HCV‐Host Cell Interactions: Role of Ebp‐1 in Hepatitis C virus Replication

Abstract

Persistent hepatitis C virus ( HCV) infection leads to chronic hepatitis C (CHC), which often progresses to liver cirrhosis (LC) and hepatocellular carcinoma (HCC). The molecular mechanisms that establish chronic HCV infection are poorly understood. Also, the role of specific cellular factors in chronic HCV infection is not well established. We have recently identified a cellular factor ErbB3 binding protein‐1 (Ebp1) that specifically interacts with HCV RNA genome and is inhibitory to HCV replication. Ebp1 is a double stranded RNA binding protein that is a member of a family of proliferation‐regulating proteins. Ebp1 has two isoforms, p42 and p48, which are synthesized from two differently spliced mRNAs from the same gene. Our preliminary results show that overexpression of Ebp1 (the longer as well as the shorter isoform) has a strong negative impact on HCV replication. We also found that Ebp1 binds to the HCV 5′NTR. We established that Ebp1 is mainly localized in the cytosol, a site of HCV replication. Further experiments showed that Ebp1 interacts not only with HCV viral proteins NS5A and NS5B, but also with interferon‐inducible double stranded RNA activated protein kinase PKR, which is critical for cellular antiviral and anti proliferative responses induced by interferon.
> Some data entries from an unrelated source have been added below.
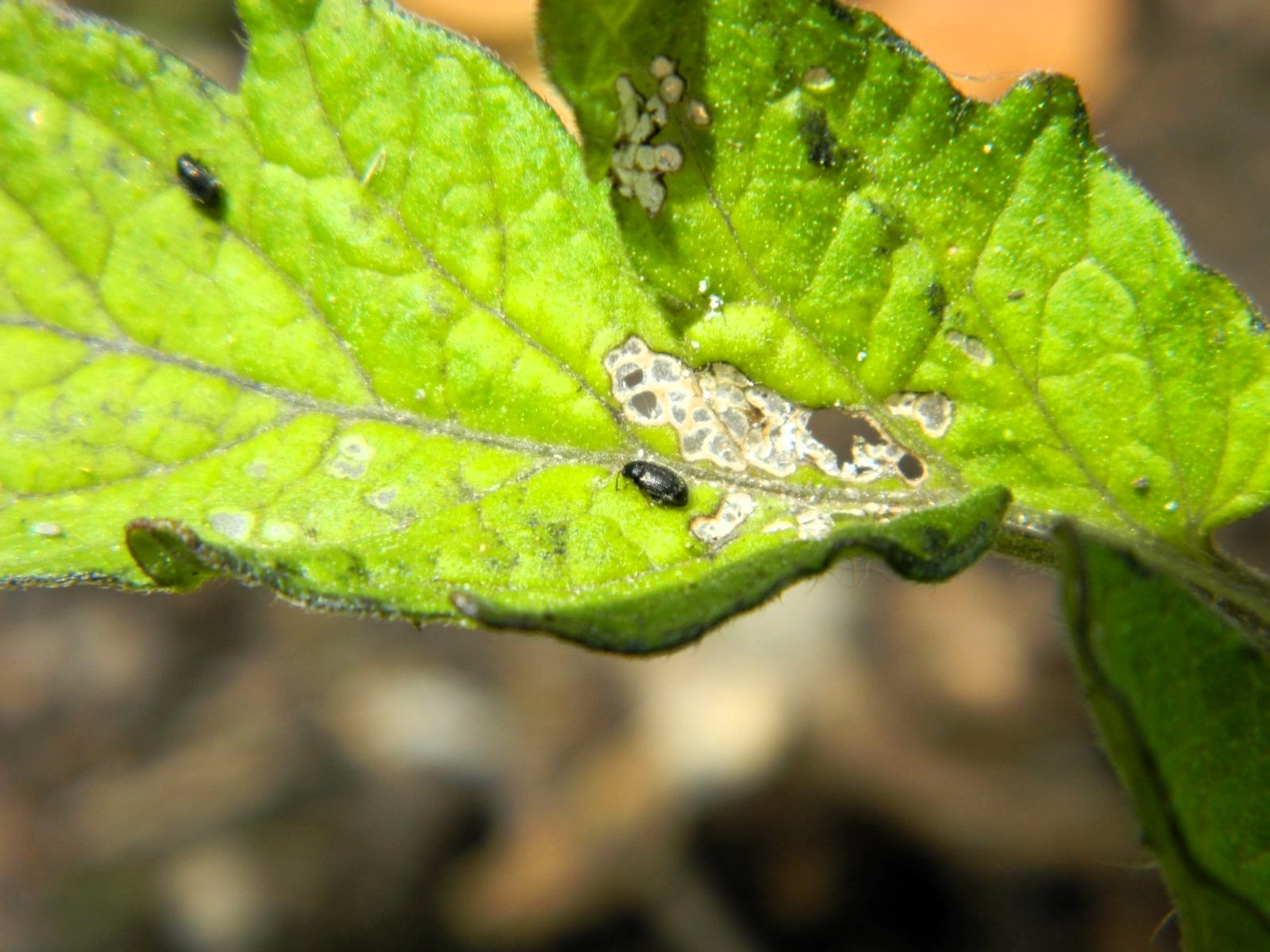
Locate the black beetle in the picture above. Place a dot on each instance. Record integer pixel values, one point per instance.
(198, 182)
(658, 482)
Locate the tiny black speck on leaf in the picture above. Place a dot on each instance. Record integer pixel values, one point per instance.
(198, 182)
(937, 298)
(822, 145)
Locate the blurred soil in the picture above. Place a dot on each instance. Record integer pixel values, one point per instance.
(864, 765)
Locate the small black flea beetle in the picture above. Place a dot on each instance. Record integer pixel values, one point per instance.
(657, 482)
(198, 182)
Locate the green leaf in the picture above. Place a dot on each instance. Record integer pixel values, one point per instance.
(374, 374)
(1180, 696)
(846, 203)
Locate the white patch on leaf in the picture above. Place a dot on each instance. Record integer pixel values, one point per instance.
(724, 418)
(730, 514)
(638, 168)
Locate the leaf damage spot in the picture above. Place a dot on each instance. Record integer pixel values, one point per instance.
(729, 517)
(277, 531)
(724, 418)
(381, 498)
(638, 168)
(375, 167)
(352, 456)
(972, 347)
(812, 524)
(234, 524)
(931, 410)
(818, 80)
(822, 145)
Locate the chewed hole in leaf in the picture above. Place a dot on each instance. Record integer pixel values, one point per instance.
(724, 418)
(729, 517)
(933, 412)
Taken together our results suggest the critical role of Ebp1 in negatively regulating Hepatitis C virus infection. We propose to further identify the role of PKR in Ebp1 mediated signaling in Hepatitis C virus infection. Elucidation of the role of Ebp1 in activating PKR or vice versa will provide valuable insight into the molecular mechanisms of these interactions and their implication on HCV‐replication and associated pathogenesis.